One of the crucial components of well integrity evaluation in offshore drilling is to determine the cement bond quality assuring proper hydraulic sealing. On the Norwegian Continental Shelf (NCS) an industry standard as informative reference imposes verification of cement length and potential barriers using bonding logs. Traditionally, for the last 50 years, wireline (WL) sonic tools have been extensively used for this purpose. However, the applicability of logging-while-drilling (LWD) sonic tools for quantitative cement evaluation was explored in the recent development drilling campaign on the Dvalin Field in the Norwegian Sea, owing to significant advantages on operational efficiency and tool conveyance in any well trajectory.

Cement bond evaluation from conventional peak-to-peak amplitude method has shown robust results up to bond indexes of 0.6 for LWD sonic tools. Above this limit, the casing signal is smaller than the collar signal and the amplitude method loses sensitivity to bonding. This practical challenge in the LWD realm was overcome through the inclusion of attenuation rate measurements, which responds accordingly in higher bonding environments.
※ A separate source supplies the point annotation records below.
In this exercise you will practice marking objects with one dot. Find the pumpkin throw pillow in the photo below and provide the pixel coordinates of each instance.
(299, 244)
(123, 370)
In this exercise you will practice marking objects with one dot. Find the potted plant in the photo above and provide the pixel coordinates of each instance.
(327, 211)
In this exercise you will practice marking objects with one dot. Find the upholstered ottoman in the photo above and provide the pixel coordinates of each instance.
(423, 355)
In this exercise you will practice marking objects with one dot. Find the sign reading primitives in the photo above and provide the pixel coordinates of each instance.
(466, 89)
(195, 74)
The two methods are used in a hybrid approach providing a full range quantitative bond index (QBI) introduced by Izuhara et al. (2017). In order to conform with local requirements related to well integrity and to ascertain the QBI potential from LWD monopole sonic, a wireline cement bond log (CBL) was acquired in the first well of the campaign for comparison. This enabled the strategic deployment of LWD QBI service in subsequent wells.
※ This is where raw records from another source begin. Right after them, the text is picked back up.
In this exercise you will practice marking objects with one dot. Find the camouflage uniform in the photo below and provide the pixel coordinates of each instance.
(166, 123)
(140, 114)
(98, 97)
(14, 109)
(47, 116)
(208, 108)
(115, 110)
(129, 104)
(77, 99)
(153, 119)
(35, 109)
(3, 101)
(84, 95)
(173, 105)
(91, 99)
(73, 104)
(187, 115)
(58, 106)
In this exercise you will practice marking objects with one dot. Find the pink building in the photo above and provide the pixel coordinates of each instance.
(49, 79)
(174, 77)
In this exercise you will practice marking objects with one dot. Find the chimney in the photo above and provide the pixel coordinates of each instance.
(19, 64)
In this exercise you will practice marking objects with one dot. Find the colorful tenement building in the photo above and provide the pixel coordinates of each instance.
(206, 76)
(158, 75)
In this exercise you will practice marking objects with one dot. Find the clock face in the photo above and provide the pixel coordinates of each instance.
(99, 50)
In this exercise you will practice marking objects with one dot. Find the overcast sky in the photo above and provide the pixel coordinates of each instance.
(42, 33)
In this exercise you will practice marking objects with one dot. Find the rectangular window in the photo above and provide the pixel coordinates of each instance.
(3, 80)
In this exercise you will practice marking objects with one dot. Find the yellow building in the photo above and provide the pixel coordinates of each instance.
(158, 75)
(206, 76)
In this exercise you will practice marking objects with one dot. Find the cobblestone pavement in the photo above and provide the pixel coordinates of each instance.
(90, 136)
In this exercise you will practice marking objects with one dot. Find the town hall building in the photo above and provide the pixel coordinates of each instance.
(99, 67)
LWD sonic monopole data was acquired at a controlled speed of 900ft/h. The high-fidelity waveforms were analyzed in a suitable time window and both amplitude- and attenuation-based bond indexes were derived. The combined hybrid bond index showed an excellent match with the wireline reference CBL, both in zones of high as well as lower cement bonding. The presence of formation arrivals was also in good correlation with zones of proper bonding distinguishable on the QBI results. This established the robustness of the LWD cement logging and ensured its applicability in the rest of the campaign which was carried out successfully.
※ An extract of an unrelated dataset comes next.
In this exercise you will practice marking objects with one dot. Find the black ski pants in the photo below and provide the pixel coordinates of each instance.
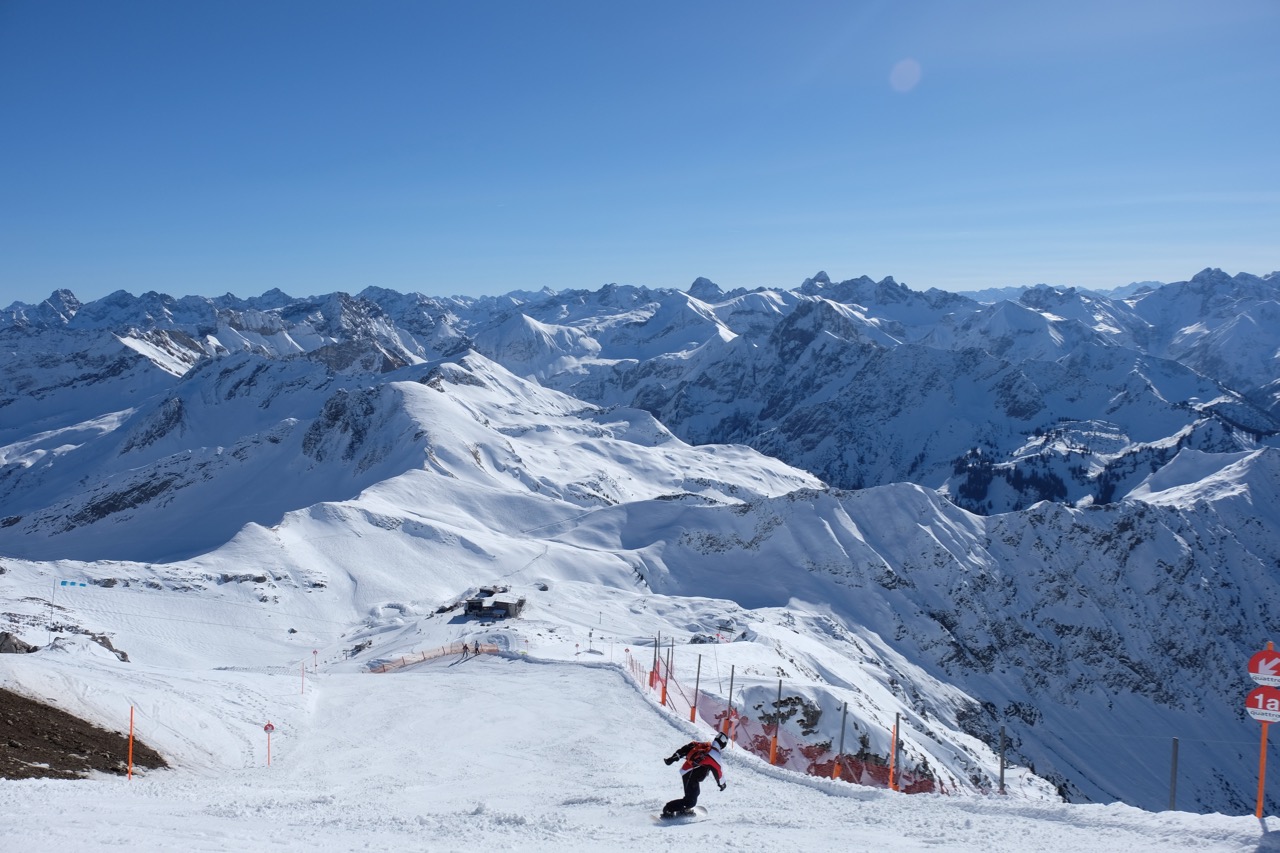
(693, 781)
While the results from LWD cement evaluation service are omnidirectional, it comes with a wide range of benefits related to rig cost or conveyance in tough borehole trajectories. Early evaluation of cement quality by LWD sonic tools helps to provide adequate time for taking remedial actions if necessary. The LWD sonic as part of the drilling BHA enables this acquisition and service in non-dedicated runs, with the possibility of multiple passes for observing time-lapse effects. Also, the large sizes of LWD tools relative to the wellbore ensures a lower signal attenuation in the annulus and more effective stabilization, thereby providing a reliable bond index.